Quelques estimations en vrac
Selon UBS :
Dans une étude, la banque helvétique UBS a tenté d’évaluer le coût d’une sortie de la zone euro : selon ses calculs, cela se situerait entre 9 500 euros et 11 500 euros par habitant la première année pour un pays endetté et affaibli, soit près de la moitié de la richesse produite par le pays.
Selon le Front National :
Sur le site chiffrage et déchiffrage 2012 concernant les programmes des différents candidats à la dernière élection présidentielle, voici ce qui est écrit pour le programme du Front National, pour qui la sortie de l’euro est une mesure économique phare :
« – la dévaluation du change (20 %) ;
– la hausse des taux d’intérêt ;
– la diminution des dépenses publiques et les hausses d’impôts (nécessaires pour compenser cette hausse des taux d’intérêt et l’accroissement de la dette sur les finances publiques).
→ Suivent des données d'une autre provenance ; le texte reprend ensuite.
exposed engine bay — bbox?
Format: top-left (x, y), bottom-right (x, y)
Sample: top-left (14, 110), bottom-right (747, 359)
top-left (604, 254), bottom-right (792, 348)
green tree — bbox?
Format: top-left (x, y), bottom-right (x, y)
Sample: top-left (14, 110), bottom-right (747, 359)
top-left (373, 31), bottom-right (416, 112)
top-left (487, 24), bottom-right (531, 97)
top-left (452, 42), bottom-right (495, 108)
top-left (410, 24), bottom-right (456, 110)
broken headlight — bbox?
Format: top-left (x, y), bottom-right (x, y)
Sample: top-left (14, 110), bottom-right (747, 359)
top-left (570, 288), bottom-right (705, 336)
L’évaluation de la mesure prend en compte une sortie de la zone euro de la France sans désagrégation du reste de la zone euro. Le chiffrage proposé résulte essentiellement de l’utilisation du modèle macro-économétrique MESANGE, de la DG Trésor (version 2010, cf. document de travail disponible sur internet). Toutefois, ce type de modèle n’a pas été développé pour estimer en particulier une hypothèse de sortie non anticipée de la France de la zone euro. En conséquence, le chiffrage présenté ci-dessus est plutôt « optimiste », sans qu’il soit pour autant possible de l’améliorer aisément : il ne prend pas en compte un certain nombre d’effets systémiques négatifs potentiels à court comme à long terme (désintégration de la zone euro, potentielle guerre commerciale, redistribution de la richesse entre secteurs d’activité et restructuration de certains d’entre eux, coûts de transitions, etc.). »
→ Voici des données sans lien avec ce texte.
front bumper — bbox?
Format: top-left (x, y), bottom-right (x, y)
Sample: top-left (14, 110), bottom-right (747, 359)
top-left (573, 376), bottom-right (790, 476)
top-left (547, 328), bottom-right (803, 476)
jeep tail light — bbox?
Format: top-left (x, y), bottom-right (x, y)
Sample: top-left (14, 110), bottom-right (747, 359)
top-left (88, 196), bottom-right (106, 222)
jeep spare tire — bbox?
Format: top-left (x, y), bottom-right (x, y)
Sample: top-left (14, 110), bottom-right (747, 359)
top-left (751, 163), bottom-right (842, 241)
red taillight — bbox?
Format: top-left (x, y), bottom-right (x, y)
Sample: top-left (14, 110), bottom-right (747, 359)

Vous voyez donc que dans ce cas, seuls trois grands paramètres ont été retenus pour l’estimation. Quelle est fiabilité ? Similaire aux chiffres avancés par la banque UBS, c’est-à-dire proche de zéro.
Selon Patrick Artus
Pour lui, la liste serait la suivante – j’ai résumé un peu ses réponses et vous avez en lien l’article original qui est une interview donnée au site Captain Economics.
– Coûts de la réintroduction des monnaies nationales.
– Dégradation des termes de l’échange pour les pays du Sud. On présente souvent la sortie de la zone euro et de la dévaluation monétaire comme LA solution aux problèmes des pays du Sud de la zone (Grèce, Portugal, Espagne…). Mais dans les pays industrialisés de petite taille, une dévaluation pourrait avoir un impact négatif, car certes cela relancerait les exportations (en volume), mais cela renchérirait fortement le prix des importations.
– Perte de compétitivité pour les pays qui réévaluent. Un pays est visé par ce point : l’Allemagne. En effet, en cas de sortie de la zone, le deutsche mark s’apprécierait et rendrait difficile les exportations allemandes vers les autres pays de la zone euro. Autant vous dire que les exportations de l’Allemagne vers son principal partenaire commercial (la France), exportations qui représentent tout de même environ 100 milliards d’euro par an, vont substantiellement diminuer !
– Nécessité de faire défaut sur les dettes publiques et privées des pays qui dévaluent. Si un pays dévalue sa monnaie, les dettes extérieures, dénominées en dollar ou converties en deutsche mark, deviennent impossibles à rembourser. Par exemple vous habitez en Grèce et vous faites du business avec les États-Unis et avez une dette « en dollar » envers votre fournisseur. La zone euro explose, mais vous devez alors toujours rembourser votre fournisseur en dollar. Votre monnaie ayant subie une forte dévaluation, c’est impossible pour vous et vous devez donc soit (1) faire défaut partiel ou total soit (2) convertir votre dette en drachme, mais dans ce cas, votre fournisseur ne va pas être super heureux…
– Perte massive en capital pour les pays qui réévaluent et qui ont des actifs extérieurs. C’est le même raisonnement que précédemment, mais dans l’autre sens. Des pays comme l’Allemagne ont beaucoup d’actifs extérieurs, et une réévaluation du deutsche mark baisserait la valeur de ces actifs.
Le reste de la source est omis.